Kydelmir já vinha em disparada com suas pesquisas, publicando várias obras de valor histórico e cultural, especialmente para o nosso Nordeste. Retornado ao seu berço nascedouro, Nova Floresta/PB, vem cada vez mais nos brindando com novos títulos, abordando de Luiz Gonzaga a Ariano Suassuna. Sempre na linha da ética e da seriedade. Escreve para o povo as histórias desse mesmo povo. O Kydelmir é antes de tudo um apaixonado e destemido folclorista, embora assim não queira se apresentar, mesmo sendo honrado e justo verbete no Dicionário de Folcloristas Brasileiros, do saudoso mestre e amigo Mário Souto Maior, (2000). Nome citado em inúmeras obras e sempre consultado por quem pesquisa os assuntos nordestinos. Quando uma amizade me diz que está pesquisando sobre cinema nordestino, bandas de músicas, violeiros, cordelistas e outros tantos temas, eu indico logo um pesquisador da área: Você já leu o Kydelmir Dantas, já o consultou, já o visitou em Nova Floresta?

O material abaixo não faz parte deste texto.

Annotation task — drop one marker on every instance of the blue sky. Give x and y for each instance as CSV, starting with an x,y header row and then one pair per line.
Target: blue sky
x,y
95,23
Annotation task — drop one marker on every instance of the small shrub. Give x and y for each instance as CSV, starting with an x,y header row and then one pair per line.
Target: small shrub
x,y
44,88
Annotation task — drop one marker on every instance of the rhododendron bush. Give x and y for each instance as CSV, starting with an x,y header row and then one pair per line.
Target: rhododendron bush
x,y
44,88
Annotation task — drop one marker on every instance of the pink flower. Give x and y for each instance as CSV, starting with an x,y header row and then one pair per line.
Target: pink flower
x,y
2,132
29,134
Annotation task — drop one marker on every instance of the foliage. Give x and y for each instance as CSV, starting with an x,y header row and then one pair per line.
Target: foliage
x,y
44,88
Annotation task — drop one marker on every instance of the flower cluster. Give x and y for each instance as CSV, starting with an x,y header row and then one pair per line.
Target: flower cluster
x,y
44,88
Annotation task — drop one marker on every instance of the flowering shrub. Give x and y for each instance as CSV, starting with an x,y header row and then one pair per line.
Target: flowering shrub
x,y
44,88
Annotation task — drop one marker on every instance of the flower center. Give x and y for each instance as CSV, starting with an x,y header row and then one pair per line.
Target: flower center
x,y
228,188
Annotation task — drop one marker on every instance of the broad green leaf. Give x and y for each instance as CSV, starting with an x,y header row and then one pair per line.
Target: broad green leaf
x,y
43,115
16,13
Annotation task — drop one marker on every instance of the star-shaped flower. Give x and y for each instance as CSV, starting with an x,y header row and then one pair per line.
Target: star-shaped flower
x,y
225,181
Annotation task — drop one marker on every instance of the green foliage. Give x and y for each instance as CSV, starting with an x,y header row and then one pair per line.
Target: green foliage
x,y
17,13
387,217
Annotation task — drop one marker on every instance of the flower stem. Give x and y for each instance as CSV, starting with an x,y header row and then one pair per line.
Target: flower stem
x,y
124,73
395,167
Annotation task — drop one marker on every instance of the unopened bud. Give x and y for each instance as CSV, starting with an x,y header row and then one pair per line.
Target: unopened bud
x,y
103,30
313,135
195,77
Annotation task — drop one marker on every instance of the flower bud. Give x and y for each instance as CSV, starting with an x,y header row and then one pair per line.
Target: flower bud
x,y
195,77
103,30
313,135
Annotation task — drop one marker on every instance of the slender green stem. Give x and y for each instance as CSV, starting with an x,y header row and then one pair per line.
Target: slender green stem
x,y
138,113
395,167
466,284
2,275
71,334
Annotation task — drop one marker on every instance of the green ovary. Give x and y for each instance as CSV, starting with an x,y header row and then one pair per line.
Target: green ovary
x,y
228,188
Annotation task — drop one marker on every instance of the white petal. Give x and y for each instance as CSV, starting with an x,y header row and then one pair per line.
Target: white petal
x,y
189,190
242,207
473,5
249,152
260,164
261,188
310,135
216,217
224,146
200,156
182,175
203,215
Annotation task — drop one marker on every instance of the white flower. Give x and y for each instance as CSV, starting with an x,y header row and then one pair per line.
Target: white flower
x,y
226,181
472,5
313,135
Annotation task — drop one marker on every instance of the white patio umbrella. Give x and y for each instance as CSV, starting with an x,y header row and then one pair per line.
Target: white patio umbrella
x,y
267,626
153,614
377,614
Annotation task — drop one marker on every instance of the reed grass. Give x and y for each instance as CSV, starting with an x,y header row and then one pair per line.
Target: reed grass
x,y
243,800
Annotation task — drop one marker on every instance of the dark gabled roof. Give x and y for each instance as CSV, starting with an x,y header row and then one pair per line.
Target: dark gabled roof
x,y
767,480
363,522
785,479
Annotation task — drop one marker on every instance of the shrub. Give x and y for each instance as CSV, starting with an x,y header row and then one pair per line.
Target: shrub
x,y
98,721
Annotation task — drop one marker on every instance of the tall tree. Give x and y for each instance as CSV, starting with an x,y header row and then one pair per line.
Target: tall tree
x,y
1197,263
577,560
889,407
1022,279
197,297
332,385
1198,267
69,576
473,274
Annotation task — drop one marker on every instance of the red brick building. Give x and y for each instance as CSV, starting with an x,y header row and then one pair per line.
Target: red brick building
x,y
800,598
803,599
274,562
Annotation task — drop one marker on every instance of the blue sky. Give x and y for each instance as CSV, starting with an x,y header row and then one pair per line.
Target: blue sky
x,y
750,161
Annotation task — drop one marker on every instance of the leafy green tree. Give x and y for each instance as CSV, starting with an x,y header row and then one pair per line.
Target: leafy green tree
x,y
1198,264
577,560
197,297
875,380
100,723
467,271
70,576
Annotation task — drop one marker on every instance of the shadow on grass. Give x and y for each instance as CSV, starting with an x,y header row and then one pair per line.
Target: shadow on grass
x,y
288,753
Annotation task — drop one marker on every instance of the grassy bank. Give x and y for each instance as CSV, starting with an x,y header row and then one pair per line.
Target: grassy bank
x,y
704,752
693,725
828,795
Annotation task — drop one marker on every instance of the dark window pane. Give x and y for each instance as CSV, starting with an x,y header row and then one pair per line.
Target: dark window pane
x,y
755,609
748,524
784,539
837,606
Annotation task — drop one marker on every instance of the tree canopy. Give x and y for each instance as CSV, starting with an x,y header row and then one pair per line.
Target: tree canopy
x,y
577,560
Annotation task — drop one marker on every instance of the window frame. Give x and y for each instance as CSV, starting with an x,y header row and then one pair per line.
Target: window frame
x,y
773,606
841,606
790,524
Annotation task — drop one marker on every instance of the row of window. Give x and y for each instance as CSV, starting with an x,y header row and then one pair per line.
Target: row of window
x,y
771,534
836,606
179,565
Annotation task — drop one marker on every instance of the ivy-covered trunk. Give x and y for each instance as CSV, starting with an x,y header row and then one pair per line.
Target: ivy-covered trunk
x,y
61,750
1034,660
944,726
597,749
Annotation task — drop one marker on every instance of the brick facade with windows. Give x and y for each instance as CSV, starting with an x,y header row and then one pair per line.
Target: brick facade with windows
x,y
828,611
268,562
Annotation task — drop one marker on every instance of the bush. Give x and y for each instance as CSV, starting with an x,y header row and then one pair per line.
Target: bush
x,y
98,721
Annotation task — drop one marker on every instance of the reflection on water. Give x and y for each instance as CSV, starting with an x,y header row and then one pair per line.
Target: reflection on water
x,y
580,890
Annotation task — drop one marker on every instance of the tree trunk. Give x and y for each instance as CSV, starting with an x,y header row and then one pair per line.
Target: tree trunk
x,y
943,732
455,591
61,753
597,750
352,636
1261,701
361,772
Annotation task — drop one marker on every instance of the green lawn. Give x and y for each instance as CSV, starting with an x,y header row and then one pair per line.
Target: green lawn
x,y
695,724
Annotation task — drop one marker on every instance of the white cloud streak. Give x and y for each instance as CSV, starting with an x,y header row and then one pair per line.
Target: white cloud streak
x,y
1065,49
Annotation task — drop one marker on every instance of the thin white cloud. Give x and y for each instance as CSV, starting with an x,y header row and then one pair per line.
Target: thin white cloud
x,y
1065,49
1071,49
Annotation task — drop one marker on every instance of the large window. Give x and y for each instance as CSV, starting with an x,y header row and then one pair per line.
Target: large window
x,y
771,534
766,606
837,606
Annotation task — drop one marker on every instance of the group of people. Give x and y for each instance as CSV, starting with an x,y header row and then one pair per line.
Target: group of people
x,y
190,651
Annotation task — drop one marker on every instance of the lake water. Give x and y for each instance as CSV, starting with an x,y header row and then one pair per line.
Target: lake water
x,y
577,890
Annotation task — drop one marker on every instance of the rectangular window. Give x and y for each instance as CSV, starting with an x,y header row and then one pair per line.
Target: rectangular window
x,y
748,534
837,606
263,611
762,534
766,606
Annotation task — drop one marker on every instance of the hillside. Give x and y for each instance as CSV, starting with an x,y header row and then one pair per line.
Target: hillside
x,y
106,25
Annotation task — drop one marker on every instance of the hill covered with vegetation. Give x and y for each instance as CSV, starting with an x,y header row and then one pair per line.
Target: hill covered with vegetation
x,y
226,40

Juntos, já desbravamos quase todo o sertão nordestino em busca de rastros das nossas histórias. Do cangaço a nossa religiosidade popular. Do cangaço a nossa boa música, o pesquisador Kydelmir se mete, com propriedade, saber e conhecimento, como poucos. Quase todos os dias eu estou a consultá-lo sobre variados assuntos. E o teimoso e irrequieto Kydelmir segue na sua labuta cultural, quase sempre sem apoios culturais, como a maioria dos pesquisadores sérios desse Brasil injusto culturalmente.

Parabéns, amigo quixotesco Kydelmir Dantas! A Paraíba e o RN lhes devem muito diante de suas contribuições históricas. Confirmando aquele dito popular e profético: Santo de casa, não obra milagre! E reconhecimento cultural, é coisa muita rara, partindo do chão dos bravos pesquisadores.

Aqui deixo o meu pequeno relato de um livro, do seu autor e do seu homenageado. Tudo de corpo presente e com sinceridade amiga. Nada de floreios falsos ou oportunistas de encomendas. Acredito que os elogios verdadeiros são aqueles escritos com o coração e a razão. Comentários, sem os homenageados pedirem ou mesmo até de surpresa. Como me dizia um sertanejo de bom humor que conheci, em suas despedidas: Que me perdoe as falhas e besteiras já ditas, e quem vier depois de mim, que feche a porteira bem fechada!

Outubro de 2024. Morada São Saruê/Nísia Floresta/RN.